There is a lot of variability between athletes above endurance, the point is to figure out how your engine responds and if its less stable then there is benefit to doing something about it.

I’m interested if you find something, but if you have time the real objective is logging (more) time.

FWIW last season I didn’t see a big difference between trending EF on all rides vs endurance-only rides.

^ :+1:

Got it, thanks. It really only makes sense on long-ish, steady, sub-FTP portions of the ride. After that we get into athlete differences due to physiology and metabolic fitness, assuming proper nutrition and hydration.

Yes, having a tool like Intervals-icu automatically calculate it - with or without warmup/cooldowns - its easy to miss the big picture and take decoupling out of context.

Yeah I just glance at it after a ride, and only for the steady-state portions. What I learned since looking at it for 6 years - my decoupling is only interesting after I take a break. And then for only a handful or two of weeks, depending on length of the break.

I was now also curious: Basically the same indoor training every day (only sometimes a little longer), and I don’t really see a trend in the decoupling.

Very low max heartrate, especially when cycling.
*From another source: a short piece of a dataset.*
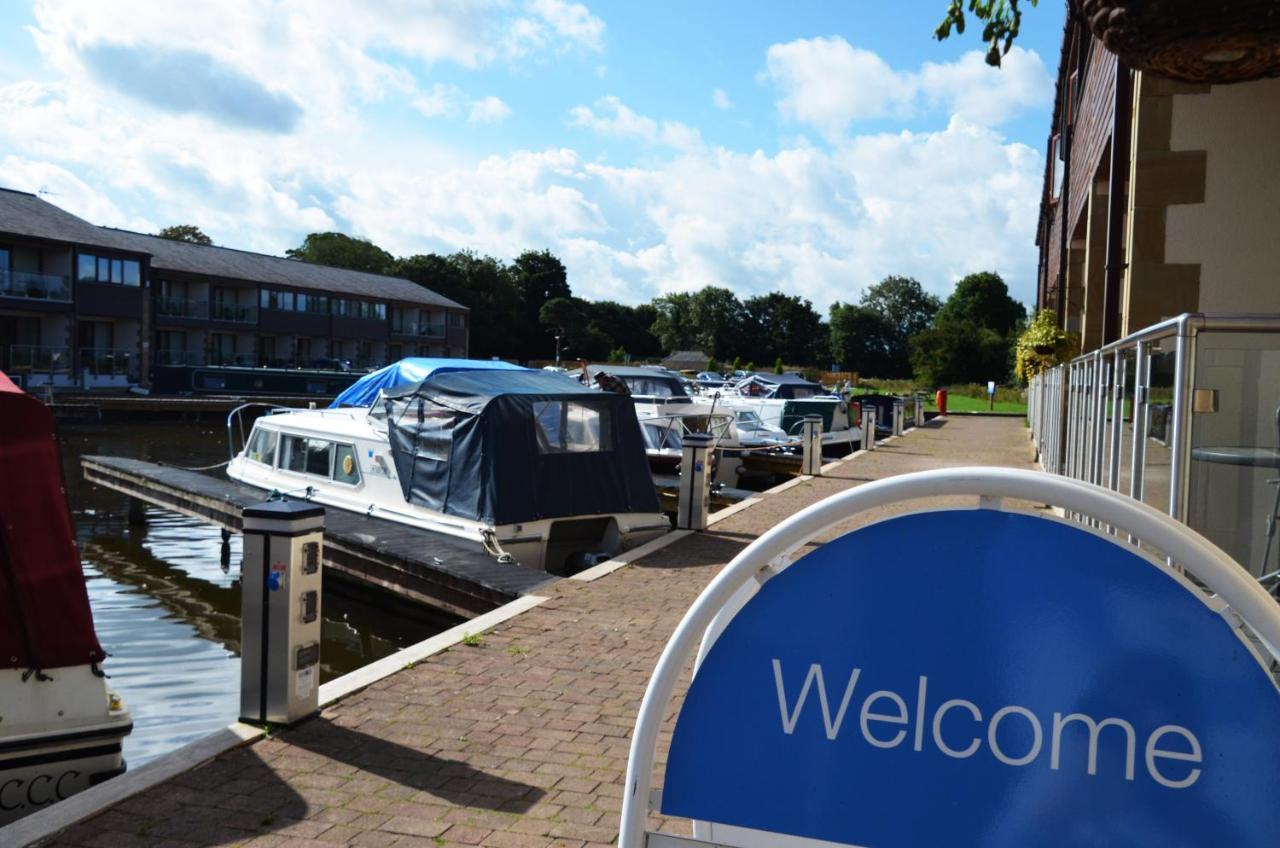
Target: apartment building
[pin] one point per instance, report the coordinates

Maybe 170 at best. I guess also being heavier, leads to a higher efficiency metric.

Interesting video from Ollie. I felt like he understated genetics, and made me feel bad about my inability to so closely control my diet. I enjoyed the video though and it added more curiosity.

Question (that I’ve seen before but couldn’t find the answer) how do those of you that MTB and follow the “Z2” approach manage your riding?
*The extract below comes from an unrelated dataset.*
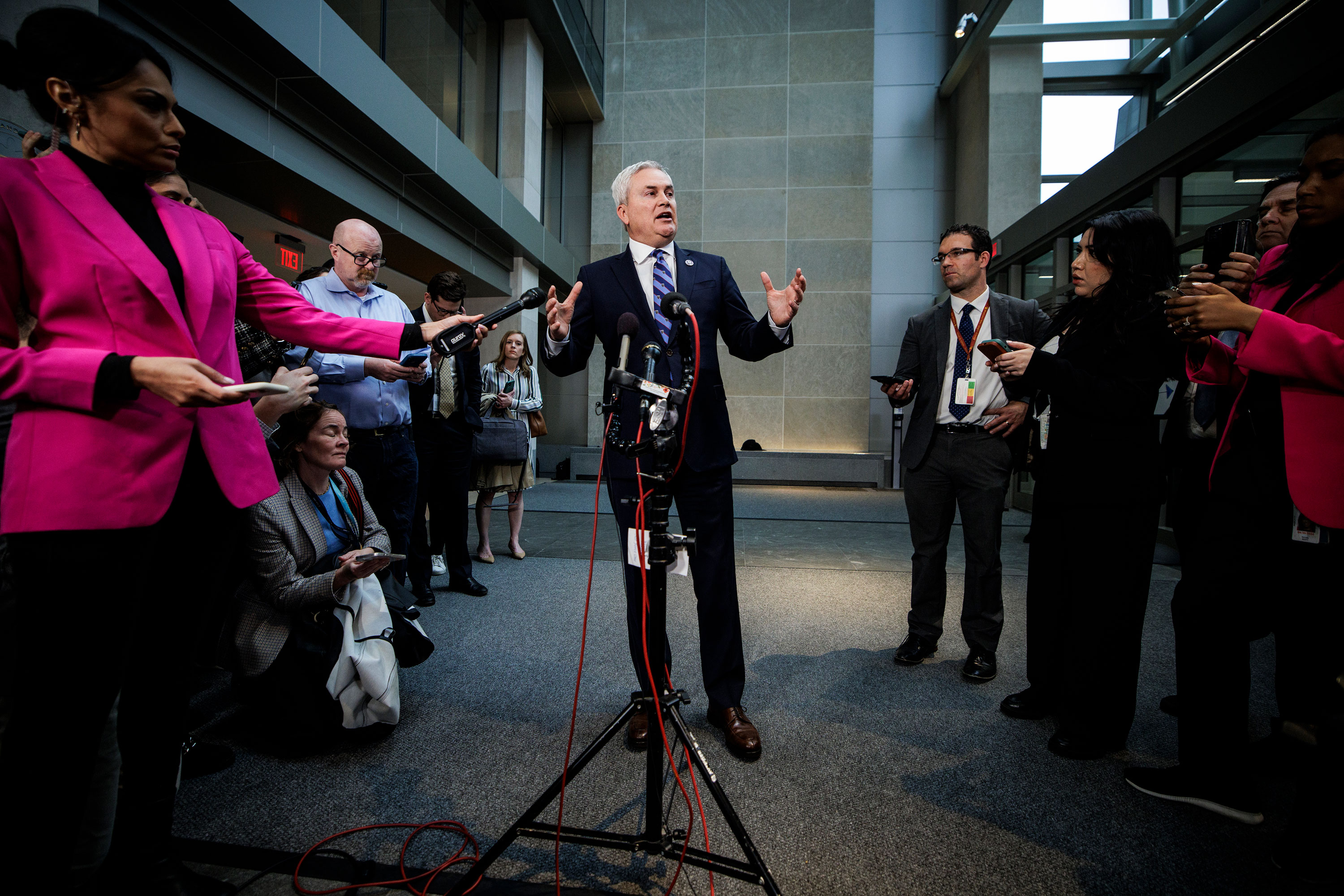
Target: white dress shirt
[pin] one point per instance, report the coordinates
(644, 261)
(990, 389)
Yeah, I enjoyed this video, though the one thing that I did take away from it, is that somebody who is interested in science, seems to love tech (and aero), he didn’t get to carried away in fine detail and (it seemed to me) more interested in general health like diet and sleep, and that gave him most of his performance gains

I did think he was understating his training, or genetics, or both. To say I got to 5w/kg by not really focusing on riding is a bit vague as you say.

14hr per week seems more reasonable. It still indicates he’s reasonably gifted but is a more reasonable sort of number.
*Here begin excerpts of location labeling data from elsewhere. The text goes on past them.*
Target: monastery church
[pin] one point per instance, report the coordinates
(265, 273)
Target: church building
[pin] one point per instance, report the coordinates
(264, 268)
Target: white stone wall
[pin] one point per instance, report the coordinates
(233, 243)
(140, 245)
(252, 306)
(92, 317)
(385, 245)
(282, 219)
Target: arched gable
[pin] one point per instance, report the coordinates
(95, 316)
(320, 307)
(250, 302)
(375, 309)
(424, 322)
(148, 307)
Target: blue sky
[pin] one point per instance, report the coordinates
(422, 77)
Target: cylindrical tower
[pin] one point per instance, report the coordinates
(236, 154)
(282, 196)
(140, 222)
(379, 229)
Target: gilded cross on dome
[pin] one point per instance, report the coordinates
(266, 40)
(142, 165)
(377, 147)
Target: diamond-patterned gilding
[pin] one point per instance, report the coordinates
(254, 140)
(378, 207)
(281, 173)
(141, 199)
I think you’ve struck something I felt odd about it. I imagine he does pay more attention to training than he let on. The video was a real “you can do it too” thing. He didn’t talk about how he establishes his “Z2”, or what specific zones he hits if he does do intensity.

Road and trainer

Do you forgo “Z2” for your trail riding?

I typically do my TR work on the trainer then go outside and do “endurance” on the trails, which isn’t really the steady “pin it at LT1” type Z2.

I think the answer to this is an e-bike (if climbing is a big part of your rides). Hear me out.

I put my Assiomas on my e-bike since my e-bike kit doesn’t give much other than battery volts. I still know how much I pedal with the Assiomas.

I just did 3.5 hours at 0.65 IF and travelled 65 miles with 4,000 feet of elevation gain at about 18mph average. Yeah, I was on the road, but you could do the same on the trails. The effort, not the speed, of course.

It’s just way more enjoyable to cruise up hills at Z2 instead of crawl, like I usually do.

I tried that, but then I realized that, for me, I could structure my trail rides like intervals - multi-minute climbs, followed by trail skills descending.

So now I do all my Z2 work on the trainer during the week, and then Saturdays are my high intensity polarized day - intervals on to climb, trail skills work during the descents.

I was thinking that, but I’d never get enough TiZ doing all my intensity on the MTB/trails.

Genetics is the #1 determining factor in athletic success. Training is #2 but you can train harder and smarter than everyone else, but if you haven’t won the genetic lottery you’ll never reach the top.

All too often those at the top get away with things that aren’t ideal for everyone or have some whacky training that people try to emulate. Talent masks mistakes.

I remember a guy in college who’d party all Friday night, skate board to the meet and still run the equivalent of a 4 flat mile. No matter how hard I trained, how much I slept and did things right I couldn’t beat him. I hate to say it… but not everyone can do it. We can train to be OUR best and should be happy with that.